Murillo passed the reporters to Financial Service Operations Manager Marcelle Rossman. Rossman said she offered to assist the reporters and asked them to wait in the entryway. While Rossman searched the city’s file system for the documents, she said, the two reporters “walked about 25 yards into the Comptroller Offices and were examining the labels on storage boxes temporarily stored in the hallways.”

Williams recalls looking at the boxes but said they were located near the area where they were waiting—she said they didn’t get up from the waiting area and that she never touched anything. Cervantes said there was a binder of documents near her on the couch; she flipped through it but then returned it.

“I anticipated Marcelle would come out and say we could look in the boxes,” Williams said.

Rossman told the two to return to the waiting area while she looked into their request. The reporters, however, walked back into the office, Rossman said, and she repeated her request for them to wait. At this point, things got heated, but neither Williams nor Rossman can say how. The three women began arguing over whether the reporters had the right to review the documents then and there. Williams said the documents she wanted—mostly checks from the city to vendors—are “basic public documents” that she had no trouble getting in the past. Rossman wanted time to review the request and to get advice from a city attorney, whom Rossman said she couldn’t reach.

“My encounter with Brooke and Danielle was very uncomfortable and a little scary,” Rossman recalled in the report. “They were very rude, very forceful. I don’t intimidate easily and I was intimidated.”

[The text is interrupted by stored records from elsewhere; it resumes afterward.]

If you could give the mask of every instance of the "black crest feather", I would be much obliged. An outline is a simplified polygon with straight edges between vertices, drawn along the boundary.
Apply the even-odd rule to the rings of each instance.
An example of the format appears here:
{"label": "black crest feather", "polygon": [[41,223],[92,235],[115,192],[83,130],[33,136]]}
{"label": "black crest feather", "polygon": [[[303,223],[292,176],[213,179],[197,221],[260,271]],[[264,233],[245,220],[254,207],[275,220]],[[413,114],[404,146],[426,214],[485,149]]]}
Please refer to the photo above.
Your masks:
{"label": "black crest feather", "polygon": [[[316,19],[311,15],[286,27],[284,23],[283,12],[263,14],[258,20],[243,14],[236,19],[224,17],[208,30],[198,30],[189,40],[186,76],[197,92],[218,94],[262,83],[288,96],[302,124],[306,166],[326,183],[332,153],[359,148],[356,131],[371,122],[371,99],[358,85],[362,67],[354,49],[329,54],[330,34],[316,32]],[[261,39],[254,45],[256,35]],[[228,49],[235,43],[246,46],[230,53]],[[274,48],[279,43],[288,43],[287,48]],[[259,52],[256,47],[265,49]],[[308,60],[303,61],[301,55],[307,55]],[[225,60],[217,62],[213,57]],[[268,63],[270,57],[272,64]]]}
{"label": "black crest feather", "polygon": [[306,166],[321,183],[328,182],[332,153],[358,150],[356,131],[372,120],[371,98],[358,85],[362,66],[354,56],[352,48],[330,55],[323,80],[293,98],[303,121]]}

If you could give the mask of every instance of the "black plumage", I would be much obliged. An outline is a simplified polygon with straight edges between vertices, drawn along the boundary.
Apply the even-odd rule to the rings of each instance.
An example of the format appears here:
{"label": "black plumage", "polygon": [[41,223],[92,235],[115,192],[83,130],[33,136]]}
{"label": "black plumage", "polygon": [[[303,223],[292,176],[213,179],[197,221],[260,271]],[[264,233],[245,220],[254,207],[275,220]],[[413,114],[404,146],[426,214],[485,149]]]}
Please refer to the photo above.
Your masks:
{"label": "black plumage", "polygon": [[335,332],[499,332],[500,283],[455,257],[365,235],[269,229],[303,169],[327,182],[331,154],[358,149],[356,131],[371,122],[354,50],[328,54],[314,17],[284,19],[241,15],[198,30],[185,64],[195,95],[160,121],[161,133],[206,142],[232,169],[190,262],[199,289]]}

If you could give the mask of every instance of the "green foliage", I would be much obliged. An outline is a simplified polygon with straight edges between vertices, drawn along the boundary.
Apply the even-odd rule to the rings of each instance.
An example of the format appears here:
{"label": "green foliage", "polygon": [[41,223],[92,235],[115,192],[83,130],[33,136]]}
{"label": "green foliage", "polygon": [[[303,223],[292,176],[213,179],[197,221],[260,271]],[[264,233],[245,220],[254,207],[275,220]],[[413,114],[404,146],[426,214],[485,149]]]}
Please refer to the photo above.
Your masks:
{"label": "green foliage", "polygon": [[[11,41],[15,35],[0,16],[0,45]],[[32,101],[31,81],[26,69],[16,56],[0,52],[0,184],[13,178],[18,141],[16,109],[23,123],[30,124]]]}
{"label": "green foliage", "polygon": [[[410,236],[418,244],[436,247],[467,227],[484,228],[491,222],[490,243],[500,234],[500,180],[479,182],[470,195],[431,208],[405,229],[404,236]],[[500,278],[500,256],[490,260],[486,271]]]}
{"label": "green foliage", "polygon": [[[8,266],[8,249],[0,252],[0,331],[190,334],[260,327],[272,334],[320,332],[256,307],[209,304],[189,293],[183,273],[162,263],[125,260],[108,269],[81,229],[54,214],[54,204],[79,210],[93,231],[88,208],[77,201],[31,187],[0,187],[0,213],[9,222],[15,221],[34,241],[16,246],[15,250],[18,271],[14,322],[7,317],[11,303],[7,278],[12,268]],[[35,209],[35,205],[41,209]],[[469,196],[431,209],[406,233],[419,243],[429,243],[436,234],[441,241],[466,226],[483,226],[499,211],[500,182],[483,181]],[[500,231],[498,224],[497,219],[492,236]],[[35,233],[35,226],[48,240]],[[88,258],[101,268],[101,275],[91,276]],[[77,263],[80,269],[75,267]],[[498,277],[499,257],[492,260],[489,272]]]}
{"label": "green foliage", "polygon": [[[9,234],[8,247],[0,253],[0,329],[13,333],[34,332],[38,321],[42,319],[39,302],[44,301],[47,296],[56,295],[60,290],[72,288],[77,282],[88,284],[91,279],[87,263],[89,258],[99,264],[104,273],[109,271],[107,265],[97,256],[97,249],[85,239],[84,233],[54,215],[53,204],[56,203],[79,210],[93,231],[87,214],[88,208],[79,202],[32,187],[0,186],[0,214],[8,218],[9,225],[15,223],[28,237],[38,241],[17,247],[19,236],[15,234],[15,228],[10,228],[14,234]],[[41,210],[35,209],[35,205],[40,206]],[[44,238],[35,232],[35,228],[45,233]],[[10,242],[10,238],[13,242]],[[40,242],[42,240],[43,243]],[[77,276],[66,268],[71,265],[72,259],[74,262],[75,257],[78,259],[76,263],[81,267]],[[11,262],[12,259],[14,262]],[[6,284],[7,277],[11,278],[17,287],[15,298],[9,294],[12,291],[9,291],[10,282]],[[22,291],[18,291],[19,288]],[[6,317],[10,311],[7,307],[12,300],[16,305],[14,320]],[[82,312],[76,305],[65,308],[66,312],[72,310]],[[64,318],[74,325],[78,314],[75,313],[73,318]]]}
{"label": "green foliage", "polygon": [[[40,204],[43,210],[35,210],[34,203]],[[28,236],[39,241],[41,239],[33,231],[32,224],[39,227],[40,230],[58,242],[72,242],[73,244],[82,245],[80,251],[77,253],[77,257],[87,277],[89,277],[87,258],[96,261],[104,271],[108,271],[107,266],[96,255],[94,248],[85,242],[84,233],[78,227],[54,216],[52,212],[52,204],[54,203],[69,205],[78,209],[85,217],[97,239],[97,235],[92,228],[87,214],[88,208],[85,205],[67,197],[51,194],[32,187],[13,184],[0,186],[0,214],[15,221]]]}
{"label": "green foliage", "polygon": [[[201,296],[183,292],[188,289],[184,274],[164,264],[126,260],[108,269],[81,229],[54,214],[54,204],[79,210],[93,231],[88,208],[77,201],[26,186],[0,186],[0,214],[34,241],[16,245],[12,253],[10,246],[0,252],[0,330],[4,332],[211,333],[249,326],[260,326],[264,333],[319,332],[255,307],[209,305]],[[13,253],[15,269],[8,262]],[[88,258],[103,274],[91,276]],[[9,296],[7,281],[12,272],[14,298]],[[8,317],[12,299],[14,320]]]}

Williams said much the same thing: “If anyone was intimidated, it was us.”

At this point, Bill Harris, one of the mayor’s spokespeople, arrived on an unrelated errand. “I witnessed Danielle Cervantes and Brooke Williams in strident conversation with Marcelle Rossman,” Harris said in the report. “I became concerned because Marcelle had been literally backed against a wall by these two reporters.”

Harris interceded and asked the reporters to return to the waiting area. Eventually, he called Darren Pudgil, the mayor’s chief spokesperson, who asked the two reporters to leave the building.

After the incident, Pudgil arranged to have the four staffers involved describe their version of events, which they then sent to the City Attorney’s office.

Gina Coburn, spokesperson for City Attorney Jan Goldsmith, couldn’t clarify whether the two were within their rights to demand records on the spot. But a procedural handbook she forwarded to CityBeat does say that someone from the City Attorney’s office should review all requests from media.

Meanwhile, the city is looking into installing gates on the seventh floor of City Hall.

“Our goal is to ensure that city employees have a safe environment in which to work,” Pudgil wrote in an e-mail. “These are floors in which no direct services are provided to the public. They contain office space for city employees who would have no reason to believe that any non-city personnel would be wandering around their cubicles. To prevent this from happening in the future, City staff is looking at ways to limit access to employees only.”